Governments around the world are increasingly seeking ways to meet the information needs of their stakeholders particularly in the era of Government 2.0 (Gov 2.0). This paper aims to explore issues posed by Gov 2.0 and Big Data in the provision of information as well as issues faced by Electronic Records Management (ERM) in the context of Gov 2.0. Through this process, this paper will enhance understanding of the link between Gov 2.0, Big Data, and ERM and pave the way for providing useable information to stakeholders.

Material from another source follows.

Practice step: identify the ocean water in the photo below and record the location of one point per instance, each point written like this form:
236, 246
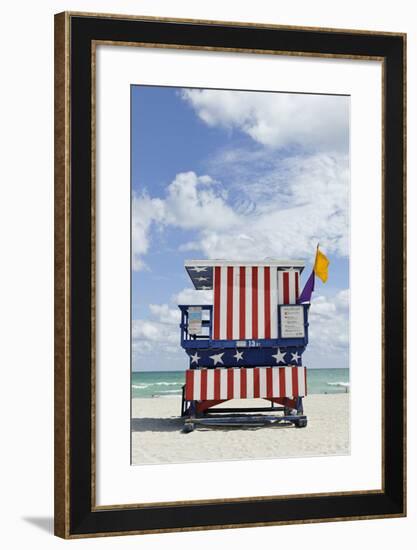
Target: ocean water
166, 383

The emergence of electronic government (e-Gov), especially Gov 2.0 has marked a significant step in the application of new information technologies (IT) in meeting the information needs of citizens by improving the performance capabilities to access public information (Appleby, 2012; Lee, 2013); increasing transparency and accountability (e.g. Foxworthy & Bingham, 2013); limiting corruption and bureaucracy, and saving administrative costs (Peña-López, 2008; Zhang & Zhang, 2009). However, studies reflect that Gov 2.0 has not brought benefits as promised (for example: Meijer, Koops, Pieterson, Overman, & Tije, 2012). The evidence of this is a range of information issues posed by Gov 2.0 such as information overload (Abbott, 2010; McNurlin, Sprague, & Bui, 2009); difficulty in capturing and ensuring authentic information (Jaeger, Bertot, & Shuler, 2010; Mintz, 2008); inadequately meeting information needs (Bertot, Jaeger, & Hansen, 2012); issues in long-term preservation and accessibility (Hoke, 2012; Mossberger, 2013); high risk in security and privacy (Dwivedi et al., 2011); and lack of automatic recordkeeping and archives on social media sites (Willson et al., 2011). These issues are directly related to the management and governance of important records that will affect the quality of information provided by government. These issues are further exacerbated by the use of Web 2.0 and social media technologies that require information to be made available on multiple platforms and allowing users to generate content through participation.

According to Bauhr and Grimes (2012), the provision of information is considered a key component of transparency of government. Transparency refers to government providing citizens with information about what government is doing (Obama, 2009). While governments have spent significant amounts of money on the provision of information and services to demonstrate transparency and accountability, governments still have not fully addressed citizens’ demands of high quality information (National Audit Office, 2007).

Another area of research that has become popular in recent times is ‘Big Data’. Big Data is very large sets of data, from which it is difficult to extract useful information (Claasen, 2012). Due to the large size and complexity of the data it is difficult to process the data with traditional data base technology (Claasen, 2012). The issues related to Big Data are relevant for governments as well as for commercial organisations, particularly in capturing, mantaining, and documenting evidence of their activities. Meanwhile, ERM is considered a necessary responsibility of governments for implementation of evidence-recording tasks (Hui-Chen, Nunes, Zhou, & Peng, 2011) and it plays an important role in providing reliable and authentic information of activities (Lin, Ramaiah, & Wal, 2003). Therefore, exploring the relationship between Big Data and ERM can be necessary to government and organisations.